A recent paper [ Cell vol. 166 pp. 907 – 919 ’16 ] shows that a lot of the old thinking about GPCRs is wrong. Binding of a ligand to a GCPR results in a conformational change in its 7 transmembrane segments, so that the parts inside the cell bind to a heterotrimer of proteins which bind (and hydrolyze) GTP — this is the G protein. So far so good. The trimer splits up into its 3 constituents, unimaginatively called alpha, beta and gamma, each of which can act as a messenger that a ligand from outside the cell has landed on a GPCR, binding to other proteins causing all sorts of effects (e.g. can act as a second messenger)

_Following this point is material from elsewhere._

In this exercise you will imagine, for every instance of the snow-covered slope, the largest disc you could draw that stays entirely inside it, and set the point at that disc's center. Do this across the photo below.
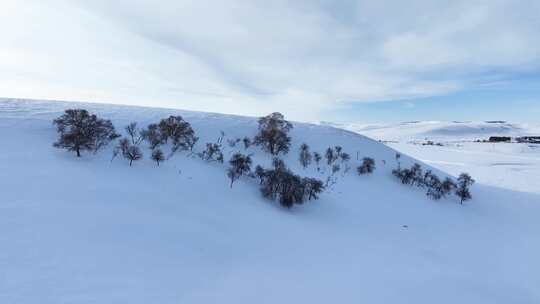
(440, 130)
(513, 166)
(90, 230)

All good things must end, and termination of GPCR signaling was thought to involve phosphorylation of the intracellular segment of the GPCR, binding of another protein (betaArrestin), removal from the cell membrane (so it can no longer bind its extracellular ligand) and then either destruction or recycling back to the cell membrane. So the old paradigm was betaArrestin binding equals the end of signaling.
It was thought that betaArrestin and the G protein competed for binding to the same intracellular amino acids of the GPCR. Not so says this paper. For some GPCRs both can bind, and signaling can continue, even though the complex of GPCR, G protein and betaArrestin is now inside the cell in an endosome. The complex is called the Multiplex. The examples given are GPCRs for parathyroid hormone (PTH) and Thyroid Stimulating Hormone (TSH). Blurry pictures are given of the complex. GPCRs have been divided into several classes and GPCRs for TSH and PTH are class B GPCRs — which contain a long phosphorylatable tail in the cytoplasm. The G protein binds to these GPCRs by its core region, while betaArrestin binds to the tail. Signaling continues apace.